The algorithm works by iteratively assigning each data point to the nearest centroid and then recalculating the centroids based on the mean of the data points in each cluster. This process continues until the centroids stabilize or the maximum number of iterations is reached.
Using K-Means clustering allows for the identification of natural groupings or clusters within the dataset, enabling better understanding and interpretation of the underlying structure of the data. It is particularly useful for segmenting data into homogeneous subgroups, which can then be analyzed separately or used as features in subsequent machine learning models.
Finding the optimal number of clusters based on the maximum silhouette score
silhouette_scores = []
k_values = range(2, 5)
for k in k_values:
kmeans = KMeans(n_clusters=k, random_state=42)
kmeans.fit(X_train)
labels = kmeans.labels_
silhouette_avg = silhouette_score(X_train, labels)
silhouette_scores.append(silhouette_avg)
optimal_k = k_values[np.argmax(silhouette_scores)]
max_silhouette_score = max(silhouette_scores)
print("Optimal number of clusters:", optimal_k)
print("Maximum silhouette score:", max_silhouette_score)
Optimal number of clusters: 4 Maximum silhouette score: 0.11334930313916518
# Initiating the KMeans model
kmeans = KMeans(n_clusters=4)
# Fit model and predict clusters
Kmeans_X = X_reduced.copy()
yhat_kmeans = kmeans.fit_predict(X_reduced)
# Assigning cluster labels to the reduced data
Kmeans_X["Clusters"] = yhat_kmeans
palette = ["#7F58AF","#64C5EB", "#E84D8A","#F3B326"]
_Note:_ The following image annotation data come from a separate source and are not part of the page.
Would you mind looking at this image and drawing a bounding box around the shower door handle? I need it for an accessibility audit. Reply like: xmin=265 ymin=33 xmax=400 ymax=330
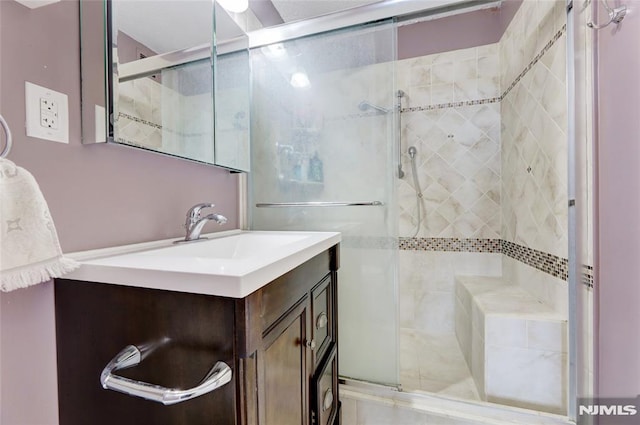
xmin=256 ymin=201 xmax=384 ymax=208
xmin=100 ymin=345 xmax=231 ymax=406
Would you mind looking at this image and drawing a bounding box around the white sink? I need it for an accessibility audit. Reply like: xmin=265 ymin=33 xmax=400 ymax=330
xmin=65 ymin=230 xmax=340 ymax=298
xmin=136 ymin=232 xmax=312 ymax=260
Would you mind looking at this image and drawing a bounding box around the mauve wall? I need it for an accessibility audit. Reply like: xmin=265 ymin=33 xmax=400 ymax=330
xmin=0 ymin=0 xmax=238 ymax=425
xmin=398 ymin=0 xmax=522 ymax=60
xmin=595 ymin=1 xmax=640 ymax=398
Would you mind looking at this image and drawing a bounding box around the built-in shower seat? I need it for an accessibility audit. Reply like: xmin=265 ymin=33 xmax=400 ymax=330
xmin=455 ymin=276 xmax=567 ymax=413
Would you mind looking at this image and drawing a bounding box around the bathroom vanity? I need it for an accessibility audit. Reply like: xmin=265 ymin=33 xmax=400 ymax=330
xmin=55 ymin=232 xmax=340 ymax=425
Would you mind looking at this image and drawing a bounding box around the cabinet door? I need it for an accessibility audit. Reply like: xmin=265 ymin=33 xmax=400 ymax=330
xmin=261 ymin=299 xmax=308 ymax=425
xmin=311 ymin=349 xmax=338 ymax=425
xmin=311 ymin=275 xmax=335 ymax=370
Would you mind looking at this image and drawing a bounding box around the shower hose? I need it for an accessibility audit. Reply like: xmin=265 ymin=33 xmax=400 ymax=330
xmin=409 ymin=146 xmax=422 ymax=238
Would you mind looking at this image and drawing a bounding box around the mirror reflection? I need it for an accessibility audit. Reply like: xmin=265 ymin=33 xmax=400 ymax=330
xmin=81 ymin=0 xmax=250 ymax=171
xmin=111 ymin=0 xmax=215 ymax=164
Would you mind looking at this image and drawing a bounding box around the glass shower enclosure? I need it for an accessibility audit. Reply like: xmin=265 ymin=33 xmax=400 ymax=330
xmin=249 ymin=20 xmax=399 ymax=386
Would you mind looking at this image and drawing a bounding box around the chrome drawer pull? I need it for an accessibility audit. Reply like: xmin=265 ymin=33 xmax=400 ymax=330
xmin=316 ymin=311 xmax=329 ymax=329
xmin=100 ymin=344 xmax=231 ymax=406
xmin=322 ymin=388 xmax=333 ymax=412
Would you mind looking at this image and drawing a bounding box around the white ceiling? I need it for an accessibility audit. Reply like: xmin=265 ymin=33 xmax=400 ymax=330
xmin=271 ymin=0 xmax=380 ymax=22
xmin=112 ymin=0 xmax=461 ymax=53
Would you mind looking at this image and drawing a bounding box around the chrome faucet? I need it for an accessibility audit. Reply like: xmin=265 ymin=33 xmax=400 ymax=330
xmin=179 ymin=203 xmax=227 ymax=242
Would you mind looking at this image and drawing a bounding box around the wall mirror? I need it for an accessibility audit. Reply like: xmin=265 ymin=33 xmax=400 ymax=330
xmin=81 ymin=0 xmax=250 ymax=171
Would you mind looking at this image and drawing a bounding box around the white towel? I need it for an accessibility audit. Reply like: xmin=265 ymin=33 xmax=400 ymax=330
xmin=0 ymin=158 xmax=79 ymax=292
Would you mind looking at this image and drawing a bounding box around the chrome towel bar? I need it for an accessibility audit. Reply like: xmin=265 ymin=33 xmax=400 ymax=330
xmin=100 ymin=345 xmax=231 ymax=406
xmin=256 ymin=201 xmax=384 ymax=208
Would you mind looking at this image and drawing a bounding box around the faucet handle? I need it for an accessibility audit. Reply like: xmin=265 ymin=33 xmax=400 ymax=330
xmin=187 ymin=202 xmax=215 ymax=220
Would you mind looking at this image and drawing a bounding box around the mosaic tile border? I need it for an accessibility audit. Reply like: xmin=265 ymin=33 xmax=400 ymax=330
xmin=118 ymin=112 xmax=208 ymax=137
xmin=582 ymin=264 xmax=594 ymax=289
xmin=398 ymin=238 xmax=594 ymax=288
xmin=118 ymin=112 xmax=162 ymax=130
xmin=399 ymin=238 xmax=502 ymax=254
xmin=400 ymin=97 xmax=502 ymax=114
xmin=400 ymin=24 xmax=567 ymax=113
xmin=500 ymin=24 xmax=567 ymax=100
xmin=502 ymin=240 xmax=569 ymax=281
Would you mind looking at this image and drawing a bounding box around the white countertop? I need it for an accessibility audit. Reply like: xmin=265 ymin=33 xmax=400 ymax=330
xmin=64 ymin=230 xmax=341 ymax=298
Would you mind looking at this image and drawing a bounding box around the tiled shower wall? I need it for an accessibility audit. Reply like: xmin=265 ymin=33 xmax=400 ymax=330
xmin=397 ymin=0 xmax=568 ymax=311
xmin=500 ymin=0 xmax=568 ymax=313
xmin=396 ymin=44 xmax=501 ymax=239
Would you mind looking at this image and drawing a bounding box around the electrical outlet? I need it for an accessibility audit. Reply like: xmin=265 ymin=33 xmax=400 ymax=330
xmin=25 ymin=82 xmax=69 ymax=143
xmin=40 ymin=97 xmax=59 ymax=130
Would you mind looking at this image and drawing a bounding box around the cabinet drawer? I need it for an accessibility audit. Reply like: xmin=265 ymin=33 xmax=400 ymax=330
xmin=311 ymin=349 xmax=338 ymax=425
xmin=311 ymin=275 xmax=335 ymax=368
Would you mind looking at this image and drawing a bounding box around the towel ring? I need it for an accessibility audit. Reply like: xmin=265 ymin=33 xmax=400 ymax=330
xmin=587 ymin=0 xmax=627 ymax=30
xmin=0 ymin=115 xmax=13 ymax=158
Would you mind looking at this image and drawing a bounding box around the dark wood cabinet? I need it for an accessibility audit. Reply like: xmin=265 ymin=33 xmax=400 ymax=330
xmin=55 ymin=245 xmax=340 ymax=425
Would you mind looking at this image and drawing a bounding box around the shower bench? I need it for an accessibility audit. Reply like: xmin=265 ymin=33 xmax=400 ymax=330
xmin=455 ymin=276 xmax=567 ymax=414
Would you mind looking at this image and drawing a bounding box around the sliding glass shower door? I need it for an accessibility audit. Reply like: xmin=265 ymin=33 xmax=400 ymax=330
xmin=249 ymin=22 xmax=399 ymax=385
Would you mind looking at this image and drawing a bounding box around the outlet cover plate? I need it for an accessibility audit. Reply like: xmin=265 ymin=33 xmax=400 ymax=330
xmin=16 ymin=0 xmax=60 ymax=9
xmin=24 ymin=81 xmax=69 ymax=143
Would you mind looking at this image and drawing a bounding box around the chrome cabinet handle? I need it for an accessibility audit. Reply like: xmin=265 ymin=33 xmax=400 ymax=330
xmin=322 ymin=388 xmax=333 ymax=412
xmin=100 ymin=345 xmax=231 ymax=406
xmin=316 ymin=311 xmax=329 ymax=329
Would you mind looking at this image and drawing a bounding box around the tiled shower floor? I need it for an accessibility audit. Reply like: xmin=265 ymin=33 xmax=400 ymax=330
xmin=400 ymin=329 xmax=480 ymax=400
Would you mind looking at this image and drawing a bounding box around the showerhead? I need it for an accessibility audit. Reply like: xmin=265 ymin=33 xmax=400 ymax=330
xmin=358 ymin=100 xmax=389 ymax=114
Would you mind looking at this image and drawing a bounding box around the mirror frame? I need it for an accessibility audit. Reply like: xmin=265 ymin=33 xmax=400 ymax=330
xmin=80 ymin=0 xmax=250 ymax=172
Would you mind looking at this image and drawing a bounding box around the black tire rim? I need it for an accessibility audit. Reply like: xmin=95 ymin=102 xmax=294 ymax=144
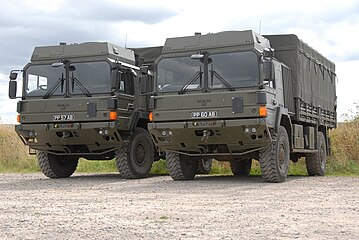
xmin=319 ymin=144 xmax=326 ymax=169
xmin=134 ymin=143 xmax=146 ymax=166
xmin=277 ymin=141 xmax=286 ymax=173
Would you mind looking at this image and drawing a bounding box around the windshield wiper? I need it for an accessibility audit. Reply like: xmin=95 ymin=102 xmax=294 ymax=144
xmin=178 ymin=70 xmax=202 ymax=94
xmin=209 ymin=70 xmax=234 ymax=91
xmin=43 ymin=73 xmax=65 ymax=99
xmin=71 ymin=73 xmax=91 ymax=97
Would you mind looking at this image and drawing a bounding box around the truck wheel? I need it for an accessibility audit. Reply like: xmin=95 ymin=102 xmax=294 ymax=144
xmin=230 ymin=158 xmax=252 ymax=177
xmin=116 ymin=128 xmax=155 ymax=179
xmin=37 ymin=151 xmax=79 ymax=178
xmin=197 ymin=158 xmax=213 ymax=174
xmin=305 ymin=132 xmax=327 ymax=176
xmin=166 ymin=152 xmax=198 ymax=180
xmin=259 ymin=126 xmax=290 ymax=182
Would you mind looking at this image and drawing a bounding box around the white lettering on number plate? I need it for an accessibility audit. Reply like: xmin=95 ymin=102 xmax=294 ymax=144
xmin=191 ymin=111 xmax=217 ymax=118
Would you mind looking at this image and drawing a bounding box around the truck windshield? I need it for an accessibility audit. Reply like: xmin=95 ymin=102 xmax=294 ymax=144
xmin=157 ymin=56 xmax=203 ymax=92
xmin=24 ymin=62 xmax=111 ymax=97
xmin=208 ymin=52 xmax=259 ymax=88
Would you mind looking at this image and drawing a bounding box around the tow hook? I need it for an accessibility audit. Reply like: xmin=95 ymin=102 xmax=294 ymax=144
xmin=201 ymin=130 xmax=211 ymax=142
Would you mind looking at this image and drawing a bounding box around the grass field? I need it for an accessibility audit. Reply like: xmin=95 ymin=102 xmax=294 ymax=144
xmin=0 ymin=122 xmax=359 ymax=176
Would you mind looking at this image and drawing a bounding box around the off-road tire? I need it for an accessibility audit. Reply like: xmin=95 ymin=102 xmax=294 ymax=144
xmin=230 ymin=158 xmax=252 ymax=177
xmin=305 ymin=132 xmax=327 ymax=176
xmin=259 ymin=126 xmax=290 ymax=183
xmin=37 ymin=151 xmax=79 ymax=178
xmin=116 ymin=128 xmax=156 ymax=179
xmin=166 ymin=152 xmax=198 ymax=181
xmin=197 ymin=158 xmax=213 ymax=174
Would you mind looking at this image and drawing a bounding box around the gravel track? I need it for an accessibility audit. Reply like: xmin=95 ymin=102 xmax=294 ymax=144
xmin=0 ymin=173 xmax=359 ymax=239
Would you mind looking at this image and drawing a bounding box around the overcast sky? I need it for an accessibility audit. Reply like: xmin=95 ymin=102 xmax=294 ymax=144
xmin=0 ymin=0 xmax=359 ymax=123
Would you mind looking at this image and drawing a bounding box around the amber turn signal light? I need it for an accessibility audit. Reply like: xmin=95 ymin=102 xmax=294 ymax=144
xmin=110 ymin=111 xmax=117 ymax=121
xmin=259 ymin=106 xmax=267 ymax=117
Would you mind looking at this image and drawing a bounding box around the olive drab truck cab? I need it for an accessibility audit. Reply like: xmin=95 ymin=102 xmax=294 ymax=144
xmin=9 ymin=42 xmax=157 ymax=178
xmin=148 ymin=30 xmax=336 ymax=182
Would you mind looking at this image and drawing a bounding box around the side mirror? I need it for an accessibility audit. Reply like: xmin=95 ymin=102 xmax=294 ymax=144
xmin=263 ymin=48 xmax=274 ymax=58
xmin=9 ymin=71 xmax=17 ymax=80
xmin=9 ymin=81 xmax=17 ymax=99
xmin=191 ymin=53 xmax=204 ymax=60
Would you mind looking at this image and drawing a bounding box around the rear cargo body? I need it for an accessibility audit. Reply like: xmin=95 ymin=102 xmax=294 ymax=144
xmin=148 ymin=31 xmax=336 ymax=182
xmin=264 ymin=34 xmax=337 ymax=128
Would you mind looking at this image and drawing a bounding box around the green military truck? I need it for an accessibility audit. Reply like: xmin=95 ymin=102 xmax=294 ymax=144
xmin=148 ymin=30 xmax=336 ymax=182
xmin=9 ymin=42 xmax=157 ymax=178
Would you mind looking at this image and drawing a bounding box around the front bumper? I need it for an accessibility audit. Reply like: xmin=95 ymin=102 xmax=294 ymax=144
xmin=148 ymin=118 xmax=271 ymax=156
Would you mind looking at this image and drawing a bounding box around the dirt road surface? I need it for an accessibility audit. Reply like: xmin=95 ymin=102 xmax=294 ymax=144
xmin=0 ymin=173 xmax=359 ymax=239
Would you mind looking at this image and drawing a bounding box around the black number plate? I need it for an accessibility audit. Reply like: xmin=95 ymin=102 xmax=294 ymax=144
xmin=52 ymin=114 xmax=75 ymax=121
xmin=191 ymin=111 xmax=217 ymax=118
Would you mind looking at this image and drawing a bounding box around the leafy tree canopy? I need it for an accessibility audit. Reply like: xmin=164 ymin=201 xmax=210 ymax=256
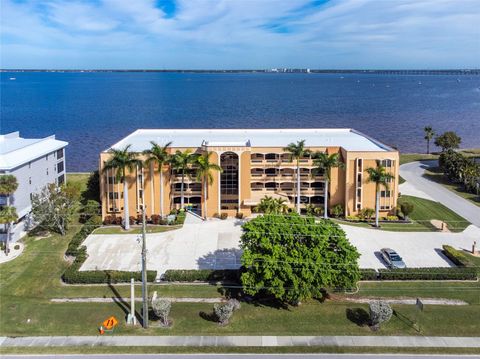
xmin=241 ymin=214 xmax=360 ymax=304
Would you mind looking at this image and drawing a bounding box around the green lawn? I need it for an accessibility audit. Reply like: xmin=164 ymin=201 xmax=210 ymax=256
xmin=93 ymin=225 xmax=182 ymax=234
xmin=398 ymin=196 xmax=470 ymax=232
xmin=424 ymin=167 xmax=480 ymax=206
xmin=0 ymin=173 xmax=480 ymax=336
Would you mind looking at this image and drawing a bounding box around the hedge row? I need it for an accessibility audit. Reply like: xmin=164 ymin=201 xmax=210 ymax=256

fig = go.Figure(data=[go.Scatter3d(
x=Kmeans_X['x'],
y=Kmeans_X['y'],
z=Kmeans_X['z'],
mode='markers',
marker=dict(
size=4,
color=Kmeans_X["Clusters"],
colorscale= palette,
opacity=0.8
)
)])
# Update layout
fig.update_layout(
scene=dict(
xaxis=dict(title='X'),
yaxis=dict(title='Y'),
zaxis=dict(title='Z')
),
title="Clustering using K-Means")
# Show the plot
fig.show()
cluster_counts = Kmeans_X["Clusters"].value_counts().reset_index()
cluster_counts.columns = ["Cluster", "Count"]
# Plot countplot using Plotly
fig = px.bar(cluster_counts, x="Cluster", y="Count", color="Cluster",
labels={"Cluster": "Cluster", "Count": "Count"},
title="Distribution Of The Clusters using KMeans",
color_discrete_sequence=palette)
fig.show()
8.2 | DBSCAN Clustering
DBSCAN (Density-Based Spatial Clustering of Applications with Noise) is a clustering algorithm that groups together closely packed points based on density. Unlike K-Means, DBSCAN does not require specifying the number of clusters beforehand and can identify clusters of arbitrary shapes and sizes.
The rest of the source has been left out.